Fenomena tersebut juga terjadi di DKI Jakarta. Berdasarkan catatan IBC, kata Roy, terjadi kecenderungan peningkatan alokasi APBD DKI Jakarta untuk belanja hibah dalam dua tahun terakhir.
Peningkatan tersebut, katanya, mencapai 215 persen. Pada 2010, dana APBD yang dianggarkan untuk hibah sebesar Rp 434 miliar, kemudian naik menjadi Rp 883 miliar tahun berikutnya, dan menjadi Rp 1,367 triliun pada 2012.
"Hal ini menimbulkan pertanyaan apakah memang dana hibah untuk kepentingan menjawab kebutuhan ormas atau terkait dengan mobilisasi pemenangan calon tertentu, ini perlu ditelusuri lebih lanjut," ujar Roy.
Direktur IBC Arif Nur Alam menambahkan, potensi politisasi APBD tidak hanya cenderung dilakukan calon petahana. Hal tersebut juga mungkin dilakoni calon bukan petahana, seperti calon independen.
Politisasi APBD oleh calon nonpetahana, katanya, cenderung dilakukan melalui orang-orang yang masuk dalam tim sukses si calon.
"Pengadaan barang dan jasa di Jakarta meningkat signifikan akhir-akhir ini. Pengadaan barang dan jasa yang besar di jakarta itu bisa digunakan semua calon, termasuk calon perorangan," ungkapnya.

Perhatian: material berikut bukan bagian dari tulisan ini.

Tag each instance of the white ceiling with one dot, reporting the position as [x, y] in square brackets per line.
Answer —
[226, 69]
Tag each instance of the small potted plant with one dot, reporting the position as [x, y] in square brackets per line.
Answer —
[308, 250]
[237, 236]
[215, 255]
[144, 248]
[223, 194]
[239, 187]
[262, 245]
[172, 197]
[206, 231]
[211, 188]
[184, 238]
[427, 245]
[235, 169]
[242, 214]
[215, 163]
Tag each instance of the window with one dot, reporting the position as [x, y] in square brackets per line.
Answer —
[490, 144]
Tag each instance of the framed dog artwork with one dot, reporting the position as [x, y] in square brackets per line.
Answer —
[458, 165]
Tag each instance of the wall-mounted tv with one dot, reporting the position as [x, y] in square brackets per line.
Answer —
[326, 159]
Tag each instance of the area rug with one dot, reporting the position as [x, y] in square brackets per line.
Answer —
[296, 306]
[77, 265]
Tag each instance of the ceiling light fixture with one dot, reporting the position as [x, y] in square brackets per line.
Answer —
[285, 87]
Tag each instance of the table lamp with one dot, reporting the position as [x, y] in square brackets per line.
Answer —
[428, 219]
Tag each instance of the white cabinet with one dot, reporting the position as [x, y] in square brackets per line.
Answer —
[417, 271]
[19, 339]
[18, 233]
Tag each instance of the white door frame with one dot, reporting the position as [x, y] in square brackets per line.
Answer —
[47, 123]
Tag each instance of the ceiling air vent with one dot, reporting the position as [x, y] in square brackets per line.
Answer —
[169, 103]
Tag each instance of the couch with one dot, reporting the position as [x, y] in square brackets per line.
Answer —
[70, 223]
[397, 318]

Bisa saja, kata Arif, pemenang proyek pengadaan di DKI Jakarta tersebut adalah perusahaan yang menjadi penyumbang dana bagi calon kepala daerah.
Atas fenomena penyimpangan ini, IBC meminta panitia pengawas pilkada untuk melakukan upaya yang progresif, inovatif, dan tidak hanya melakukan pendekatan prosedural dalam mengawasi pelaksanaan pilkada.
Selain itu, Komisi Pemberantasan Korupsi diminta mengawasi proses pemilihan kepala daerah yang berpotensi korupsi dan indikasi tindak pidana pencucian uang tersebut.